2.) Immunotherapy is transforming the cancer treatment experience, giving millions of patients around the world each year better odds of living longer while also enjoying a better quality of life than other treatment types offer.

3.) Immunotherapy is different from chemotherapy and radiation in that it targets the immune system and helps it attack cancer rather than drugs or radiation that directly kill cancer cells. The immune system’s ability to “remember” past targets means the protection that immunotherapy can offer lives on in the patient, providing durable defense against cancer long after treatment has been discontinued.

4.) Cancer research is the only way to get to cancer cures, and the Cancer Research Institute is an example of a nonprofit organization whose singular dedication to advancing the science of immunotherapy is making a real impact that is saving more lives today. Donor support for the work of organizations like CRI is essential to keeping the momentum going and accelerating progress.
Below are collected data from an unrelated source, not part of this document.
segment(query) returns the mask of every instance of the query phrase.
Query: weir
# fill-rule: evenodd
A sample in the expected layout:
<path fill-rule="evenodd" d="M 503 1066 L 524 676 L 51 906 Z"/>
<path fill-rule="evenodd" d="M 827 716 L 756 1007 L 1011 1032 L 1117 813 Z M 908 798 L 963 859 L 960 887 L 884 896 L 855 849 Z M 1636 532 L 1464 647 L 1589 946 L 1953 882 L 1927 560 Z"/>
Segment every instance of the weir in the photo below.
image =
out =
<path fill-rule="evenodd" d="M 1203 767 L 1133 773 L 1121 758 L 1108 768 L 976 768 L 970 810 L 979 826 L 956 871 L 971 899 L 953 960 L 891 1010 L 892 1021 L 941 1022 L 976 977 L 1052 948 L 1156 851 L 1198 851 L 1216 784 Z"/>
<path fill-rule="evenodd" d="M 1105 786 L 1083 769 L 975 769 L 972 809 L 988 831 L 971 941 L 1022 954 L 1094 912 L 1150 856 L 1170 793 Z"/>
5.) Clinical trials are not only a lifeline for some patients who have exhausted other treatment options, but they are also increasingly being considered for patients who have responded to other treatments to reduce risk of recurrence, for example. Clinical discovery in immunotherapy is evolving from patients with very late-stage disease to those at earlier stages, too. Clinical trials not only offer some of the best cancer care and access to innovative cancer treatments, but they also advance the field as a whole to help many other patients who are facing now or will face a cancer diagnosis in the future.

You are a person of great influence. If you could start a movement that would bring the most amount of good to the most amount of people, what would that be? You never know what your idea can trigger. 

Increasing public literacy around immunotherapy and cancer research may help policymakers better understand the need to fund medical research. The COVID-19 pandemic demonstrated how important scientific research is to addressing major health crises. As more people live longer and their risk of cancer rises, there is an urgency to this work.

How can our readers further follow your work online?

The Cancer Research Institute website at is a valuable resource for patients and caregivers interested in learning about cancer immunotherapy and clinical trials. Our stories, videos, and patient education events are among some of the resources available there. CRI also provides a number of convenient options for those who which to support our work by donating to or fundraising on behalf of CRI.

Thank you so much for these insights! This was very inspirational, and we wish you continued success in your great work.